Wednesday, 7 February 2024

Joint Oireachtas Committee on Health

Health Needs of Persons with Dementia and the Services Available: Discussion

Mr. John Dunne:

I echo the answer to the question earlier. In our experience, residential respite is typically preferred by carers of younger people who regard the respite as a holiday, a break and a chance to socialise. I cannot speak specifically for dementia, but for older people in general, they prefer to have respite at home in a way that sustains their routines. We provide what we call in-home respite but it sounds like day care at home. Regarding the model for this cohort’s population, that is probably the better way to go, which is not to say day centres and the odd residential respite might not be useful.

On the overall situation, I do not think any part of the country has adequate respite. If my feet were put to the coals, I would say that from our experience, CHO 3 is probably the best resourced for this. As an example of the anomalies or inconsistencies I was talking about earlier, Roscommon is probably the best resourced county in the country for in-home respite but CHO 2 overall is not.
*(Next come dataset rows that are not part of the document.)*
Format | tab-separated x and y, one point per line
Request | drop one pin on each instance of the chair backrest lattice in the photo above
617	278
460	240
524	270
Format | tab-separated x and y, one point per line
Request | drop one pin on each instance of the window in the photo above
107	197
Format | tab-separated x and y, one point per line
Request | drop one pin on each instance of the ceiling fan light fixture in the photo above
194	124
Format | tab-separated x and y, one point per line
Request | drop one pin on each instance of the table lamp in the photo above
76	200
This means that the people in Roscommon can access in-home respite quite reasonably and the people in Galway and Mayo have very little access to it. Given that those are three areas within a single CHO, the only reason we can see for that geographical anomaly within a single local health structure has to do with history and a reluctance to tackle historical practices and rationalise things. The budget is there. If it was distributed differently, CHO 2 would probably be at the norm in respect of in-home respite. However, because it is not distributed evenly, Roscommon is very well endowed – I do not begrudge it to them – but the rest of the CHO is under-supported with regard to respite.
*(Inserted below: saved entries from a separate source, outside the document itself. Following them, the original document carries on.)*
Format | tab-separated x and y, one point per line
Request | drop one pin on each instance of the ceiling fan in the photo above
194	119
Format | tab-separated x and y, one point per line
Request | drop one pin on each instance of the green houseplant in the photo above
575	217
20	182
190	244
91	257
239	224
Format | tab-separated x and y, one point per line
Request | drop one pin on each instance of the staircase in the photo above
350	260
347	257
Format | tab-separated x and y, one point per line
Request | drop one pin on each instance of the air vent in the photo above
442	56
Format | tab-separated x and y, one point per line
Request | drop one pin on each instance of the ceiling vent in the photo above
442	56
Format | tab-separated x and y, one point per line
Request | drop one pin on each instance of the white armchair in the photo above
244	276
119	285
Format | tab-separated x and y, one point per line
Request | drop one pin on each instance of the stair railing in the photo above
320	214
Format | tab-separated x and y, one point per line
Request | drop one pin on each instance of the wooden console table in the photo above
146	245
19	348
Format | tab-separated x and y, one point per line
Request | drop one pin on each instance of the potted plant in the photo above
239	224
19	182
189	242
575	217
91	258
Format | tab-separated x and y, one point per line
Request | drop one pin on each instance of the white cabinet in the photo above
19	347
If I had a magic wand tomorrow, I could not fix this. The fact of the matter is that if the Government doubled the budget overnight, we could not staff it. We have pulled out of providing in-home respite in CHO 4 because historically the pattern there was direct provision by the HSE. As a result, the private providers operating in the area were reduced to operating on the margins and it was impossible to have, over time, a sustainable service that we could maintain ourselves. Therefore, this year we are effectively disengaging from in-home respite and are handing over the packages we are delivering to the HSE and other providers.